Section 4. Construction of the Automotive Department Assembly Plant and Koromo Plant

Item 7. Reforming and Improving Vehicle Quality

When a defect occurs in an automobile, it is necessary to quickly correct the problem, modify the design, and replace the original part. In order to minimize losses from disposing of the original parts, it is desirable to maintain small inventories and work in progress. Kiichiro Toyoda's goals in proposing Just-in-Time were to reduce inventories of parts between processes, cut the time needed for raising vehicle quality, and lower expenses.

When improvements were made to vehicles at the Toyoda Automatic Loom Works Kariya Plant, not only were substantial losses incurred from discarding inventories of parts, it took nearly one year for improvement proposals to be implemented. Even so, it was nearly impossible to supply the improved service parts. Kiichiro believed that the cause of these problems was the lack of a developed plant organization (production system). The Toyoda Automatic Loom Works plant carried out both loom and automobile production, but the priority was placed on manufacture of loom parts and automobile parts necessarily took a back seat.

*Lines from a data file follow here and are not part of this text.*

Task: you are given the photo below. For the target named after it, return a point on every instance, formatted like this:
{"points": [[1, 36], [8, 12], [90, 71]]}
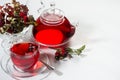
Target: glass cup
{"points": [[24, 60], [24, 56]]}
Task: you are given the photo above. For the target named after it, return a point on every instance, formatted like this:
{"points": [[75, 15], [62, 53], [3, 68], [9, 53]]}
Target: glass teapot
{"points": [[53, 28]]}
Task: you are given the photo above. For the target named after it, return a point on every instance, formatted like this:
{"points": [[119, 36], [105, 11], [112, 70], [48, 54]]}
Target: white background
{"points": [[99, 29]]}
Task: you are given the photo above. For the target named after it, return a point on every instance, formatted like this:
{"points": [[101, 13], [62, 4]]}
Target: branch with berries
{"points": [[14, 17], [62, 53]]}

The plant had large parts inventories because automobile parts were manufactured in batches when production was possible. As a result, when part designs were modified to make improvements, the inventories of existing parts had to be discarded, resulting in substantial losses.1 In addition, production of prototypes and commercialization took considerable time, and it took nearly an entire year before improvement proposals for design modifications could be implemented. Moreover, for each vehicle, 5 to 7 service parts with modified designs were necessary, but production could not be conducted in time, and it was nearly impossible to supply the parts.

Kiichiro expected to eliminate these problems and rapidly improve vehicle quality when the Koromo Plant was completed, but the actual conditions were quite different.2

Number of problems with Toyota vehicles of the time were pointed out: 1) engine overheating, 2) weak front springs, 3) differential gear susceptible to breaking, 4) strange noises produced by the transmission, 5) difficulty steering, and 6) Babbitt metal burning. Kiichiro planned to resolve all of these problems at once and produce new vehicles at the Koromo Plant.3

The new Model GB truck discussed below, however, also had a number of problems that needed to be addressed. Toyota Motor Co., Ltd. made numerous efforts including switching to internal manufacture of parts, modifying designs, and improving materials and manufacturing methods, and slowly the problems were eliminated.